8.28.2009

Book Review – A Devil To Play, Jasper Rees

I was drawn to this book by the cover – an old-fashioned French horn with a man’s head peering out of the bell with a look of utter confusion on his face. Having experienced utter confusion regarding the French horn many times in my life, I immediately picked up this book and could not have been more delighted by it.

This is the story of a British journalist’s journey to re-learn the French horn in the throes of a mid-life crisis. His plan: to perform a Mozart Horn Concerto before an audience of trained horn professionals at the annual meeting of the British Horn Society after not having even held or thought about the horn for twenty-five years.

The book details Rees’s journey in full. He introduces us to contemporary horn masters who he unabashedly seeks out and consults while he’s learning – frankly, I admire the man’s balls in doing so, walking up to the horn section of the Royal Philharmonic as a complete amateur and introducing himself like an established colleague. I suppose Rees’s journalism career trained him for this sort of behavior, because I cannot imagine doing anything like it myself.

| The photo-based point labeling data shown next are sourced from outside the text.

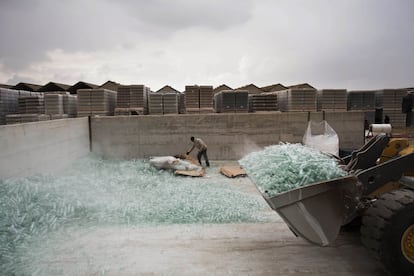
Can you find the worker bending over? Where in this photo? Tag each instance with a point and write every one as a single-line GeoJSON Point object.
{"type": "Point", "coordinates": [202, 149]}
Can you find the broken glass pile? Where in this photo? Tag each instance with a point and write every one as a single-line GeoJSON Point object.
{"type": "Point", "coordinates": [283, 167]}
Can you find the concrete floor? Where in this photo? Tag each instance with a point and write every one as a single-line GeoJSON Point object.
{"type": "Point", "coordinates": [226, 249]}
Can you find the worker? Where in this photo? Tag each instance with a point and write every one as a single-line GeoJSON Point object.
{"type": "Point", "coordinates": [202, 150]}
{"type": "Point", "coordinates": [407, 108]}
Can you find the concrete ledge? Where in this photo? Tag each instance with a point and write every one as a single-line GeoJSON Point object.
{"type": "Point", "coordinates": [42, 147]}
{"type": "Point", "coordinates": [228, 136]}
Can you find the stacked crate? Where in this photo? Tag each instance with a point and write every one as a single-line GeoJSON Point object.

There is also a smattering of intriguing historical information about the French horn, particularly Mozart’s compositions for the instrument and the backstory there. Rees tells us about the use of the horn in prehistoric times, in hunting parties, and as a developing orchestral instrument. Some of his historical information is couched in pure historical fiction, but all told in Rees’s endearingly self-deprecating style.

The book winds up with a narration of his performance at his big concert, a flurry of sentences in a highly emotionally-charged passage which lets us into his very thoughts as he performs the concerto. As I read it, I felt my own pulse racing as though I were standing there myself – it brought back memories of the adrenaline rushes of recitals past.

Even if you’re not a horn player or have never picked up a musical instrument in your life, this book is worth a read. Rees reminds his readers of what it’s like to be passionately devoted to something – no, to be ridiculously obsessed with it – to the point that you succeed at doing what you thought was impossible.